Let $(v_i\quad i\in I)$ be a basis of $V$.
Suppose that we can write the action of $\rho$ as follows: $\forall i\in I: \rho(v_i)=\sum_{j\in I}c_{i,j}v_j$. Now, I am asked to show that $t_V=\sum_{i\in I} c_{ii}$ is basis independent. This is a sort of trace, I think.
Now, I am trying to write the sum in a basis independent way, but the only thing I noticed is that we can write: $$t_V=\left(C\otimes\sum_{i\in I} v_i^*\right)\rho\left(\sum_{i\in I} v_i \right)$$ where $(v_i^*\quad i\in I)$ is the dual basis of $(v_i\quad i\in I)$.
This should be intuitively basis independent, since given any basis, we can canonically write $t_V$ as above. Anyhow, I am not sure about how to build an argument.
I think that unless there is a topology on these vector spaces, we must assume that elements $c_{i,j}$ are zero for all but finitely many pairs $i,j$. Otherwise, the sum $\sum_{j\in I}c_{i,j}v_j$ might be an infinite sum of non-zero elements and therefore not defined.

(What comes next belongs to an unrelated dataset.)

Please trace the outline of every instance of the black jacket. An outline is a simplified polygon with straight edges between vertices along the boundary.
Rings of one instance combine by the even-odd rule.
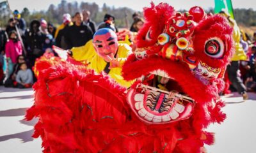
[[[86,23],[86,24],[91,28],[91,30],[92,30],[93,34],[94,34],[96,31],[95,22],[94,22],[94,21],[93,21],[93,20],[91,20],[90,19],[89,19],[87,21],[87,22]]]
[[[84,23],[80,26],[77,26],[76,23],[69,27],[65,34],[65,40],[67,48],[71,49],[74,47],[84,45],[87,41],[92,40],[93,33],[91,29]]]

Under this assumption, note that $\rho$ is a linear map of finite rank. Each element $\rho \in L_{\text{FR}}(V,C \otimes V)$ can be written as a (finite) linear combination of rank-1 maps of the form $$ \rho(w) = \alpha(w) (c \otimes v), \quad w \in V $$ for some $c \in C, v \in V, \alpha \in V^*$. Now, write $v = \sum_{i \in I} x_i v_i$ (where we assume that all abut finitely many $x_i$ are zero). We find that $$ \rho(v_i) = \alpha(v_i)\left(c \otimes \sum_{j \in I} x_j v_j\right) = \sum_{j \in I} \alpha(v_i) x_j c \otimes v_j, $$ so that $c_{ij} = \alpha(v_i) x_j c$. We calculate $$ t_V(\rho) = \sum_i \alpha(v_i) x_i c = \alpha\left(\sum_i x_iv_i \right)c = \alpha(v)\,c. $$ That is, $t_V$ is the unique linear map that takes all elements $\rho$ of the form $(c \otimes v) \alpha$ to $\alpha(v)c$. Since this equivalent definition makes no reference to the basis $\{v_i\}$, it follows that your definition $t_V$ is indeed independent of the basis chosen.
An alternative approach, following the idea of Stefan's comment: if we write $\rho$ in the form $$ \rho = \sum_{i,j \in I} c_{ij} \otimes (v_j v_i^*) $$ where $(v_i^*|i \in I)$ is the dual basis, then it is easy to see that $$ t_V = \operatorname{id}_C \otimes \operatorname{trace}_V, $$ where $\operatorname{trace}_V : L(V,V) \to \mathbb F$ is the usual notion of the trace of a map. With that, it is clear that $t_V$ is basis independent.